Наверное, тогда я не догадался о произошедшем просто потому, что одна мысль о подобном казалось отвратительной и невозможной. А ещё я был чрезвычайно голоден. Но вскоре мама скончалась и перед смертью открыла мне всю правду. В своём скромном завещательном списке она упомянула маленькую коробку, в которой не оказалось ничего, кроме сломанных карманных часов.
Должно быть, мама хотела, чтобы я помнил. О том, как наш единственный шанс на выживание был мной же и уничтожен. О последнем любящем объятии отца перед тем, как он выслал нас на сбор украшений для стола. О вкусе слегка зачерствелого сероватого мяса. Гнилостный запах, которым веяло от маминой спальни и который с каждым днём становился всё сильнее.
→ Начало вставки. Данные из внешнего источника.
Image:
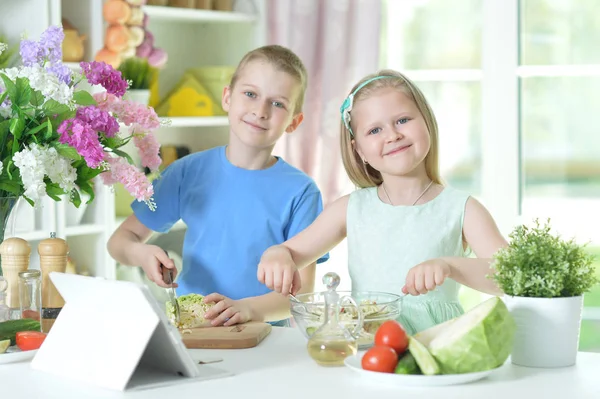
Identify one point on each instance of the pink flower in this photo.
(80, 135)
(100, 73)
(134, 181)
(149, 149)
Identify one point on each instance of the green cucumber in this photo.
(407, 365)
(10, 328)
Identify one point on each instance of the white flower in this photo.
(46, 83)
(59, 170)
(38, 161)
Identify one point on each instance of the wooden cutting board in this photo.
(240, 336)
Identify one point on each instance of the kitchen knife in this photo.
(168, 279)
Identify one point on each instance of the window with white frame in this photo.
(514, 85)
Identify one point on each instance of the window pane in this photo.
(560, 32)
(560, 138)
(560, 144)
(434, 34)
(457, 107)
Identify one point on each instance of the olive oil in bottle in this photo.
(331, 353)
(332, 342)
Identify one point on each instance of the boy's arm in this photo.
(124, 241)
(279, 264)
(127, 246)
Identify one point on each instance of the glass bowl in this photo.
(377, 307)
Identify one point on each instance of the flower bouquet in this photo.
(56, 137)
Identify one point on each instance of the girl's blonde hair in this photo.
(363, 175)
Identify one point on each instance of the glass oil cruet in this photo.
(332, 342)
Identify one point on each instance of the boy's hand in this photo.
(426, 277)
(152, 258)
(278, 271)
(226, 311)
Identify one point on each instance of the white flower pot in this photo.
(547, 332)
(138, 96)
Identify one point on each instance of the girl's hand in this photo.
(277, 270)
(151, 258)
(426, 277)
(226, 311)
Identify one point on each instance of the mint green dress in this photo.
(385, 242)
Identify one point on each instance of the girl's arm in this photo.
(279, 264)
(273, 306)
(482, 235)
(268, 307)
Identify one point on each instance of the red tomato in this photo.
(380, 358)
(30, 314)
(392, 334)
(30, 340)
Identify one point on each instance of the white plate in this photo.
(404, 380)
(14, 354)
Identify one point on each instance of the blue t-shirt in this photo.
(232, 215)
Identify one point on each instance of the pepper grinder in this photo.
(15, 254)
(53, 253)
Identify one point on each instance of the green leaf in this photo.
(3, 97)
(37, 98)
(124, 155)
(75, 198)
(87, 188)
(67, 151)
(11, 88)
(53, 107)
(82, 97)
(11, 186)
(54, 191)
(23, 92)
(114, 142)
(4, 129)
(85, 173)
(15, 146)
(17, 125)
(37, 128)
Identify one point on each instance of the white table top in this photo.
(280, 367)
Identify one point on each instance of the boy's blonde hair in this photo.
(363, 175)
(283, 59)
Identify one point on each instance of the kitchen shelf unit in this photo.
(192, 38)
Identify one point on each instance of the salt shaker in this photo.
(15, 254)
(4, 309)
(53, 253)
(30, 294)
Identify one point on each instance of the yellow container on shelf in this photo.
(214, 79)
(188, 98)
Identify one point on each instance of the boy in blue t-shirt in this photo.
(236, 200)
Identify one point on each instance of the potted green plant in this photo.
(544, 278)
(139, 74)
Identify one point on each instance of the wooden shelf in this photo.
(84, 229)
(196, 121)
(179, 225)
(34, 235)
(177, 14)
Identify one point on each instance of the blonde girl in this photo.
(407, 232)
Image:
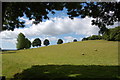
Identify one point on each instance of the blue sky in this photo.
(59, 26)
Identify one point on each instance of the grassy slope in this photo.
(69, 53)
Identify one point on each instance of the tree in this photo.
(36, 42)
(60, 41)
(46, 42)
(103, 13)
(28, 44)
(112, 34)
(21, 41)
(75, 40)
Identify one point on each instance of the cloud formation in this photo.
(53, 27)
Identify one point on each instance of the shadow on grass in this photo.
(67, 72)
(7, 52)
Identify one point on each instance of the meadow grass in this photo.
(96, 52)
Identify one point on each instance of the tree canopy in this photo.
(103, 13)
(23, 42)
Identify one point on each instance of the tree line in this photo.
(25, 43)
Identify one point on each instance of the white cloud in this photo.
(55, 26)
(69, 39)
(51, 28)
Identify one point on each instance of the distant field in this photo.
(100, 55)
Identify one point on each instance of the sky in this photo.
(59, 26)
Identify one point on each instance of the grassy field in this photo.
(100, 59)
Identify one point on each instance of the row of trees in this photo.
(112, 34)
(24, 43)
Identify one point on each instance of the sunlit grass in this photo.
(96, 52)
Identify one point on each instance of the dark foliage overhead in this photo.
(104, 13)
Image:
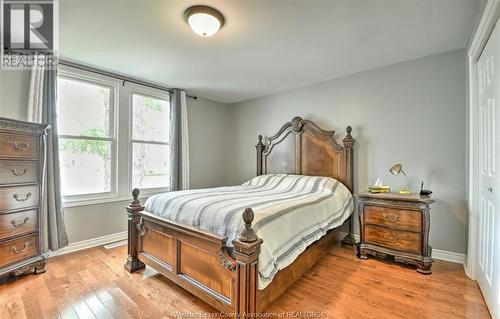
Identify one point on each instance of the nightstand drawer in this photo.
(394, 239)
(395, 218)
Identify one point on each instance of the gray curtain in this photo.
(42, 108)
(179, 145)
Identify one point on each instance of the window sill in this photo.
(97, 201)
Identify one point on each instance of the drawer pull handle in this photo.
(19, 172)
(13, 222)
(16, 197)
(390, 237)
(391, 218)
(16, 251)
(21, 146)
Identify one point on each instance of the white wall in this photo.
(14, 86)
(411, 113)
(207, 133)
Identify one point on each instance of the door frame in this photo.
(476, 45)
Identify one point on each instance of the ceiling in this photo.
(265, 47)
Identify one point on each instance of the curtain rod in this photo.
(118, 76)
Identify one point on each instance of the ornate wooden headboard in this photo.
(302, 147)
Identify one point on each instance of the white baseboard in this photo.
(89, 243)
(436, 253)
(448, 256)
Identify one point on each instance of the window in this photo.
(112, 137)
(150, 141)
(86, 136)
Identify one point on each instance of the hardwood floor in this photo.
(93, 284)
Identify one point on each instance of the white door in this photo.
(489, 218)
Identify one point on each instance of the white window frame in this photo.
(113, 85)
(156, 94)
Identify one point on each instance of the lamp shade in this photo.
(396, 169)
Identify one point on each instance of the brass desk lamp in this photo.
(396, 169)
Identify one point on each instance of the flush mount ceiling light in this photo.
(204, 21)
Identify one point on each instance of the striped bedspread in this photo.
(291, 212)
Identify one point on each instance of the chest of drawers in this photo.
(22, 155)
(396, 225)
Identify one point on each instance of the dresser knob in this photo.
(389, 237)
(16, 251)
(19, 172)
(21, 146)
(16, 197)
(391, 218)
(15, 225)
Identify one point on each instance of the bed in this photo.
(239, 248)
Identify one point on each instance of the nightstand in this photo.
(396, 225)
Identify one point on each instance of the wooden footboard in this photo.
(199, 261)
(196, 260)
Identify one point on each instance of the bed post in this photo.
(246, 253)
(260, 148)
(349, 171)
(133, 263)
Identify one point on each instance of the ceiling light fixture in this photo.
(203, 20)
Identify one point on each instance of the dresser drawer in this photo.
(18, 223)
(18, 197)
(16, 250)
(19, 146)
(394, 239)
(17, 172)
(394, 218)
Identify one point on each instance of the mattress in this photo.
(291, 212)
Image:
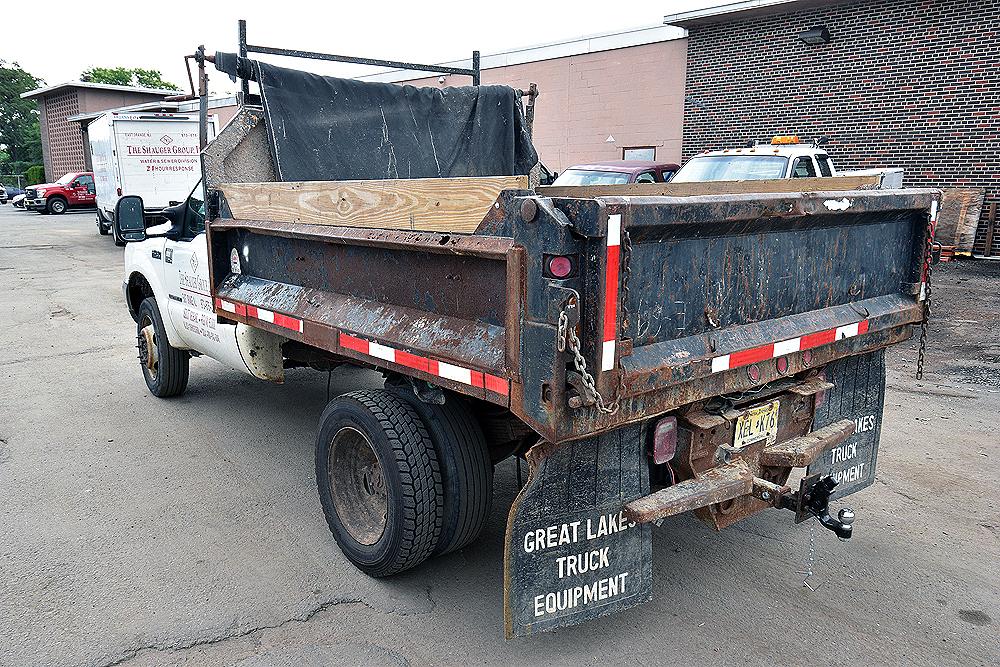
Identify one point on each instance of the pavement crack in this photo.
(889, 486)
(234, 633)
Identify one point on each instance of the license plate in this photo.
(758, 423)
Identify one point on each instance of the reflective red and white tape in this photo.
(774, 350)
(460, 374)
(923, 267)
(277, 319)
(611, 292)
(430, 366)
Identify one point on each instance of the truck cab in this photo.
(171, 264)
(783, 157)
(74, 190)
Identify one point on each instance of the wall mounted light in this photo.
(814, 36)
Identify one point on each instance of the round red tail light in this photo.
(560, 266)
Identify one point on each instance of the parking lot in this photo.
(188, 531)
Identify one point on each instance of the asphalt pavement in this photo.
(138, 531)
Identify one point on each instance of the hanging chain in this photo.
(808, 572)
(568, 338)
(928, 271)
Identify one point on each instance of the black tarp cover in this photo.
(328, 129)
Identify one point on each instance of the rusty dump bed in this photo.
(672, 299)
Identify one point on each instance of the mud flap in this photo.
(858, 394)
(570, 554)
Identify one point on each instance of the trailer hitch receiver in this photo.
(813, 500)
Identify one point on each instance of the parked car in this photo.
(783, 157)
(74, 190)
(617, 172)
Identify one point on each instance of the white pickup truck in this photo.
(783, 157)
(171, 265)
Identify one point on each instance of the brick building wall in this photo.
(902, 83)
(61, 142)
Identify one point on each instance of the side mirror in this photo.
(130, 222)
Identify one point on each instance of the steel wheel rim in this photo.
(147, 347)
(357, 485)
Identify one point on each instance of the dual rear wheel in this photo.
(401, 480)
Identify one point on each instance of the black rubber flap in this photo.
(858, 394)
(328, 129)
(570, 554)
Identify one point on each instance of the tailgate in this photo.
(703, 296)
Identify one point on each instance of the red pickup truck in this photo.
(75, 189)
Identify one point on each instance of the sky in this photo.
(156, 35)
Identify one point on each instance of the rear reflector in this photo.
(665, 440)
(560, 266)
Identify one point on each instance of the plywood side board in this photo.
(423, 204)
(835, 183)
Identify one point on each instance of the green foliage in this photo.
(127, 76)
(19, 135)
(34, 175)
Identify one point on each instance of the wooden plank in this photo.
(836, 183)
(422, 204)
(959, 216)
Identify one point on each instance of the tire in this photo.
(166, 371)
(56, 206)
(466, 469)
(379, 482)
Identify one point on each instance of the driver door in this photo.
(84, 193)
(190, 306)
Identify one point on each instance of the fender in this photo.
(139, 260)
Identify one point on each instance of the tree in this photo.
(19, 134)
(127, 76)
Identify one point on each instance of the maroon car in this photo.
(617, 172)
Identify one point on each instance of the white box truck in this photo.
(150, 154)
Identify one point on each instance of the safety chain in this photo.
(567, 337)
(928, 271)
(808, 572)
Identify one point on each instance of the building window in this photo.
(639, 153)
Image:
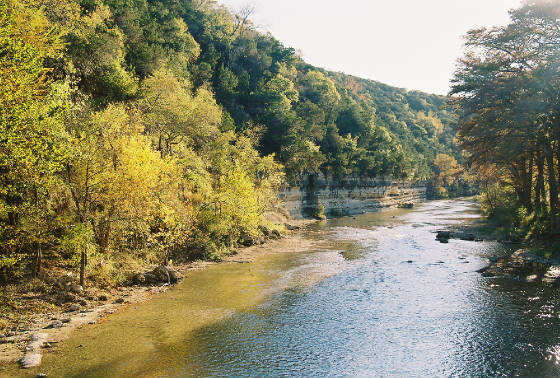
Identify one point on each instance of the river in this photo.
(371, 296)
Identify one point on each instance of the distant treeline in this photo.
(507, 93)
(132, 131)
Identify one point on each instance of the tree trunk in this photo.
(539, 189)
(553, 189)
(38, 261)
(83, 262)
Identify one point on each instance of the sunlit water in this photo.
(396, 303)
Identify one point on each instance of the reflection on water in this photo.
(396, 303)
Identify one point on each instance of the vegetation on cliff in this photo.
(506, 92)
(135, 130)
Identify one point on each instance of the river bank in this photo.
(45, 324)
(368, 295)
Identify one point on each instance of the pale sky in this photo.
(411, 44)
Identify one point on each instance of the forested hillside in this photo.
(506, 92)
(135, 130)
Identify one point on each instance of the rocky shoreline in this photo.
(84, 308)
(525, 266)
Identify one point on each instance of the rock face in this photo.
(315, 194)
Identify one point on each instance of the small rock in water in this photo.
(73, 307)
(55, 324)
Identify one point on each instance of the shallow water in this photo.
(377, 296)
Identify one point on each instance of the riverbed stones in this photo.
(443, 236)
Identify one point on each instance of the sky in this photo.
(412, 44)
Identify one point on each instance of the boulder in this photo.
(159, 275)
(291, 227)
(76, 288)
(265, 231)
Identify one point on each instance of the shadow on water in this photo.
(395, 303)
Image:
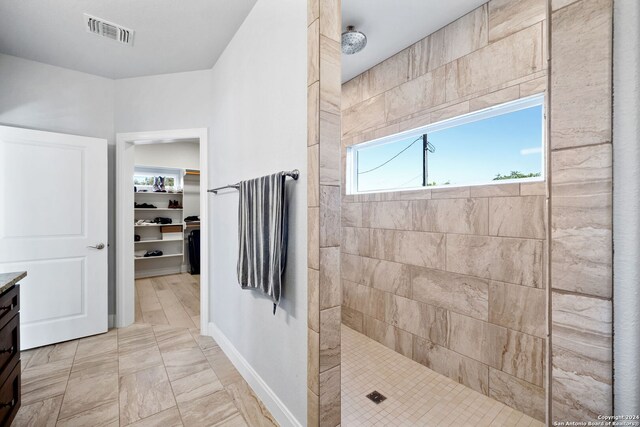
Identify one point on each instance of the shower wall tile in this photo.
(520, 308)
(409, 247)
(389, 215)
(387, 276)
(455, 292)
(467, 371)
(420, 319)
(516, 393)
(329, 216)
(330, 295)
(330, 321)
(517, 261)
(389, 73)
(509, 16)
(582, 220)
(517, 217)
(389, 336)
(352, 318)
(466, 34)
(507, 59)
(462, 216)
(581, 75)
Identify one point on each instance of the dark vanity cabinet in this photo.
(9, 347)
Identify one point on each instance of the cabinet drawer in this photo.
(9, 304)
(9, 347)
(10, 397)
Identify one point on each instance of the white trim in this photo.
(474, 116)
(125, 310)
(273, 403)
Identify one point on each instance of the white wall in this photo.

Ради своей семьи мой отец пожертвовал всем, чем было возможно. На протяжении своей дальнейшей жизни я непрестанно сокрушался о том, что у меня не осталось ничего на память о нём. Никакого наследия, которое я мог бы передать будущим поколениям.
Зато теперь у меня есть эти часы. И я ни за что не отдам их своим детям. И не потому, что их стекло расколото. Не потому, что механизм раскрошен в прах.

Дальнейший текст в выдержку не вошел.